1) Ho incoraggiato a cogliere le alleanze ovunque si manifestassero: il momento è fecondo. Molte, infatti (così negli interventi) le varietà delle situazioni: cattolici che si oppongono, ma anche cattolici che sono a fianco. Io così interpreto: il principio di neutralizzare nei ragazzi l’esperienza dell’incontro, restituendo alla famiglia i ragazzi così come la famiglia li vuole, è stato il patto iniziale – e mai rivisto – nel fondare la scuola italiana, ad opera di un liberalismo assolutamente gretto di fine 800, che ammiccava ad un cattolicesimo allineato.
2) E’ il momento di adeguare i libri di testo e l’insegnamento per la piena partecipazione di tutti.
3) Soprattutto si deve porre al centro gli studenti in quanto pienamente soggetti

Mi pare che questo sia tutto, per la sintesi di quello che ho detto. Ritorno su aspetti che dovevano essere collegati: e che spero si siano sviluppati in proprio negli interlocutori.
a) ‘Pienamente soggetti’: intendo che nella scuola, l’educatore si applica ESSENZIALMENTE a questa dimensione, educare alla responsabilità: cosa che non è, nemmeno quando si dice ‘educare alla legalità’. ‘Soggetto’ e ‘responsabilità’ sono connesse: non c’è promozione di responsabilità là dove si impartiscono racconti, o anche si promuovono emozioni, come mero ascolto. Nella via unidirezionale, dalla cattedra, quel che si elimina è ‘la responsabilità che scaturisce dall’esser soggetto’. Finché l’educatore è vertice dalla cattedra, non è educatore: insegnante sì, perché vuole lasciare il suo marchio, il suo segno; ma non prevede spazi e connessioni originali nel giovane.
Allora: bene passare dalla frontalità dell’educatore all’affrontarsi degli studenti: guardarsi negli occhi.
b) Nella forma-scuola, ed anche nel modo in cui, anche criticando, viviamo la scuola, c’è molto dell’immagine stereotipata di un progresso lineare e continuo: è rimasta, cioè, la filosofia cosmologica del predominio positivista a livello europeo in cui la scuola fu fondata. Invece non è così. Nella mera linea disciplinare, anche senza dar rilievo al più vasto mondo interiore che nel giovane è, anche quando si contraddice e si riassetta, l’educatore con sguardo attento deve cogliere, i blocchi, gli arretramenti, ed anche i salti avanti e le acquisizioni fulminee e perfino anticipatrici.
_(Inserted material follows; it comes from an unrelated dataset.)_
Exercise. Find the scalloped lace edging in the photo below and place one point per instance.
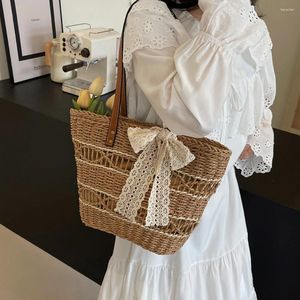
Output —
(221, 261)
All’educatore lo sguardo attento pertiene: non è educatore se non lo ha, e il dialogo attivo dell’educatore con ogni giovane deve tendersi soprattutto su questo campo.
c) Chiaramente vi è contrasto tra proporre la crescita come dinamismo e trovarla ingessata nel meccanismo piramidale, gerarchico della scuola a scansione positivista: la comunità educante dovrebbe farsi carico dei modelli appropriati. La comunità educante in qualche modo sa questo: togliere la riparazione a settembre, offrire attività di sostegno, testare separatamente è un insieme di interventi che si motivano con un modello di crescita non uniforme. Tuttavia tutto questo è riserbato ad una logica emergenziale, non conseguente alla discussione franca.
d) Si vive in un disagio crescente nella sovrapposizione positivismo-dinamismo. Manca una riflessione profonda, polifonica e dunque avvertibile anche dai sordi (scottante, se ci fosse: pazienza!) su tutta la scuola, un colloquio non contingente e adattativo. In chiave dinamica, interrogando a fondo:
-l’orizzonte dei diritti umani;
-l’orizzonte dello sviluppo personale e responsabile;
-sviluppo come soggetto dinamico, di emozioni e di dialogo attivo;
-sviluppo come cammino verso il diritto
-appunto, come detto, nella comunità secondo l’orizzonte dei diritti umani.